MCEI : Comment le festival Nanterre sur Scène s’inscrit-il dans la vie de la pièce ?
 
E. P. : Il s’y est inscrit assez naturellement. L’an dernier nous n’étions pas prêts, mais cette année nous sommes au sommet de notre forme ! Pour moi il est important de participer à la vie de l’université, surtout à Nanterre où il y a des infrastructures culturelles de premier choix. Vie de Grenier est un spectacle ouvert à un large public, familial mais aussi jeune. Il touche à tous les âges et s’adresse à un public qui n’est pas nécessairement initié.
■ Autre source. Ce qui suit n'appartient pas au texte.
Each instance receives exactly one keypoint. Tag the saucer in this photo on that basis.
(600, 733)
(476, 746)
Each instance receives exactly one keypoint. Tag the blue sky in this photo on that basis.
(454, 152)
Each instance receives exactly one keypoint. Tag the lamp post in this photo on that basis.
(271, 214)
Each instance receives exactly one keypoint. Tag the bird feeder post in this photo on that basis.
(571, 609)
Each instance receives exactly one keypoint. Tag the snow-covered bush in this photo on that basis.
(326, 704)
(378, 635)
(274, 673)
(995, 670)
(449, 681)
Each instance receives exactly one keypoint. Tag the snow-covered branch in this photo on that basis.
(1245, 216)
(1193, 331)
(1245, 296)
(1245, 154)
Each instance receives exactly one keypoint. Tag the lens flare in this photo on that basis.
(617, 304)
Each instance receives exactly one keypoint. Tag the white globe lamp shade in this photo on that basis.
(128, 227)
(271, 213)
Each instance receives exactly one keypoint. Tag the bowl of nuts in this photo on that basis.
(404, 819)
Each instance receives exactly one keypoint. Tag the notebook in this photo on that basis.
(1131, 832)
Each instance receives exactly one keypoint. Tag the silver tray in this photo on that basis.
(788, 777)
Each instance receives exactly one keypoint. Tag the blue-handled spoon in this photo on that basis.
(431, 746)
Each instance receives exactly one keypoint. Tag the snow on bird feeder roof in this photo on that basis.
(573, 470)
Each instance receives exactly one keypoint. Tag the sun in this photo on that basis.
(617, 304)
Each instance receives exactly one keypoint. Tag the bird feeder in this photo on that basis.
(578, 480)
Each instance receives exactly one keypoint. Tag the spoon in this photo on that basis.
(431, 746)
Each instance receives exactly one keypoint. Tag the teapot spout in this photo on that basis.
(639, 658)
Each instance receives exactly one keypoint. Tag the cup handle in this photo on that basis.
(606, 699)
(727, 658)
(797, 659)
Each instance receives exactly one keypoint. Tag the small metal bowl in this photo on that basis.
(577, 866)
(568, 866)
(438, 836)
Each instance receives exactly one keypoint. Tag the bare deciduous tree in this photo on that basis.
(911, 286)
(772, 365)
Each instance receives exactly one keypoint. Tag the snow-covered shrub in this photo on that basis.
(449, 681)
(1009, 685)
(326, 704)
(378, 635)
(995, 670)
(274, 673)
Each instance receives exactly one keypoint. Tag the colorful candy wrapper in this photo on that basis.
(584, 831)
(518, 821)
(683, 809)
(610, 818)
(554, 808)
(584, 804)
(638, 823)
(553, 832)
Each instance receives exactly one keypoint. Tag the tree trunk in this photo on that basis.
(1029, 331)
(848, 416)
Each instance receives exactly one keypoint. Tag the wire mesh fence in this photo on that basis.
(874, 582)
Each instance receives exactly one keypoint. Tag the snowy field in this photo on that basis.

Participer au festival, c’est montrer aux étudiants qu’il est possible d’entreprendre et qu’il ne faut pas se décourager devant les premiers obstacles.
 
MCEI : Quels sont vos projets ?
 
E. P. : Je souhaite poursuivre mes études dans la recherche théâtrale, probablement sous la forme d’une thèse, tout en travaillant en parallèle. J’aimerais tout d’abord continuer sur le projet Vie de Grenier, qui selon moi a encore du chemin à faire. J’espère pouvoir monter un spectacle destiné au jeune public, peut-être à partir de la pièce de Marion Aubert, Les Orphelines. Je pense également travailler sur de petits duos dansés, et ensuite un nouveau gros projet qui pourrait être présenté courant 2013 !
 
MCEI : Pour clore cet entretien, que peut-on vous souhaiter ?
 
E. P. : Une longue vie au spectacle Vie de Grenier qui n’a pas encore dit tout ce qu’il avait à dire ! Et de la folie, encore et toujours ! (et que je puisse vivre de mon travail le plus rapidement possible).
 
 

 

Vie de Grenier, vendredi 9 décembre à 18h, espace Reverdy. Nanterre Université.

 

 
 
 
Propos recueillis par Lucile Margot et Catherine Peterson.